(BFI) – Selon le rapport Compact Energy Pays du ministère de l’Eau et de l’Énergie (Minee), Eneo Cameroun, concessionnaire de la distribution d’électricité, affichait fin 2024 un endettement global de 800 milliards FCFA, dont 500 milliards de dettes envers ses fournisseurs et 80 milliards de créances souligne le média Investir au Cameroun. En 2022, cette dette atteignait déjà 700 milliards FCFA, dont 336 milliards dus aux fournisseurs, soit 48 % du total. Parmi ces créanciers figurent plusieurs entreprises publiques : Sonatrel, EDC, Sonara, SNH-Tradex et le régulateur Arsel.
Filiale du fonds d’investissement britannique Actis (51 % du capital), Eneo a renoué avec les bénéfices en 2022, enregistrant un résultat net de 10 milliards FCFA après une perte de 35,5 milliards en 2021, puis 8,4 milliards en 2023. Mais cette amélioration comptable masque une détérioration de sa trésorerie : selon son rapport 2023, le solde global est passé de +3,62 milliards en 2022 à -1,58 milliard FCFA fin 2023.
Le Minee considère désormais Eneo comme un risque budgétaire pour l’État. L’entreprise, jugée incapable de couvrir ses dépenses d’exploitation, représente « un facteur pouvant entraîner un écart entre les prévisions et la réalisation effective des recettes ou dépenses de l’État ». Le 8 juin 2023, Lionel Omgba Oyono, alors directeur de l’électricité, alertait sur « un risque élevé de cessation de paiement du concessionnaire » lors d’une rencontre avec la Banque mondiale.

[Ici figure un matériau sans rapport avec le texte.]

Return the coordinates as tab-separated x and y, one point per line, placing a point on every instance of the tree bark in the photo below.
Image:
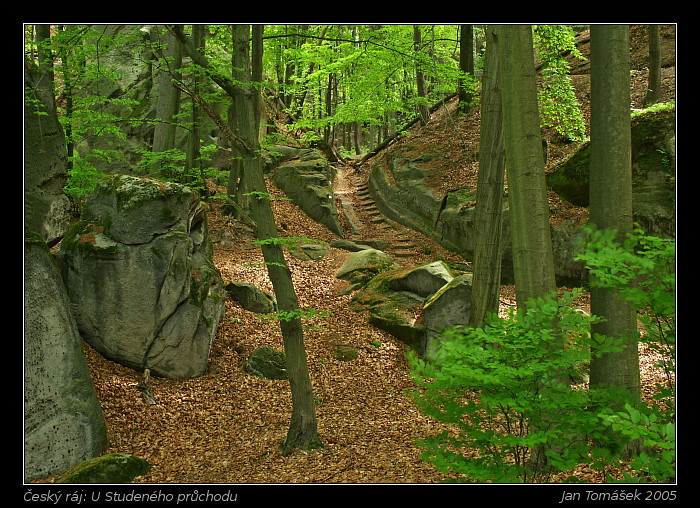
533	261
302	433
654	88
194	143
466	64
611	196
486	282
420	79
168	96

Le Minee identifie plusieurs faiblesses : un manque de mobilisation de financements pour moderniser les infrastructures, un déficit chronique d’investissements dans le transport et la distribution, et une gouvernance jugée défaillante. Entre 2014 et 2022, Eneo a investi 320 milliards FCFA, dont 40 % (128 milliards) dans le réseau de distribution, un niveau jugé insuffisant par l’entreprise elle-même. La société n’a pas réussi à obtenir un prêt de 210 milliards FCFA sollicité auprès de la Société financière internationale (SFI), en raison de « la santé financière et de la qualité de la gouvernance ».
L’entreprise dépend largement de prêts de court terme auprès de banques locales et souffre d’un réseau vétuste. En 2023, les pertes techniques et commerciales ont chacune atteint 14 %, tandis que le taux de recouvrement reste faible, plombé par la fraude et les impayés des entités publiques.

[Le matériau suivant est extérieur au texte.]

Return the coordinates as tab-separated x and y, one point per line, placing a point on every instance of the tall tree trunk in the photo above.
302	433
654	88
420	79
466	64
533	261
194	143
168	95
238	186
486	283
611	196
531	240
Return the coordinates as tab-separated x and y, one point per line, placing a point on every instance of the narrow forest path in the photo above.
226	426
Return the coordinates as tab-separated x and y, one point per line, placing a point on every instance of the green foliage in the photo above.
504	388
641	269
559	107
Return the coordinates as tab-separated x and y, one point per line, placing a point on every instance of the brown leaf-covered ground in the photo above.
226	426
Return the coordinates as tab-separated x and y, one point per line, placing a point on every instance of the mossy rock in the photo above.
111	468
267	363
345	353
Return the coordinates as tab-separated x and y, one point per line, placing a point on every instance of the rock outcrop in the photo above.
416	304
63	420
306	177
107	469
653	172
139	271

Un plan gouvernemental pour la restructuration d’Eneo
Face à cette situation, le gouvernement prépare un plan de redressement complet à l’horizon 2026. Il comprend le rachat des parts d’Actis dans Eneo en 2025, un diagnostic assorti d’un plan de restructuration d’ici février 2026, et la réorganisation de la dette sur la même période. Un mécanisme de recouvrement renforcé des factures publiques doit également entrer en vigueur d’ici 2026 pour alléger la pression financière sur l’électricien.
Depuis 2023, un réajustement progressif des tarifs a été engagé pour les clients moyenne tension (3 à 10 MW), avec une hausse annuelle de 10 % jusqu’en 2026, afin d’aligner les prix sur le coût réel du service. Cette mesure a permis à Eneo d’accroître son chiffre d’affaires d’environ 18 milliards FCFA entre 2023 et 2024, soit près de 30 millions de dollars US.
La tâche reste considérable. Selon le Minee, la viabilité du système électrique passe par une refonte de la distribution, une discipline financière accrue et une modernisation des infrastructures. Le gouvernement vise un retour à l’équilibre d’ici 2028, avec trois objectifs principaux : atteindre un recouvrement intégral des factures à partir de 2026, améliorer le rendement de distribution à 88 % d’ici 2030, et élaborer un modèle financier global du secteur avant fin 2025.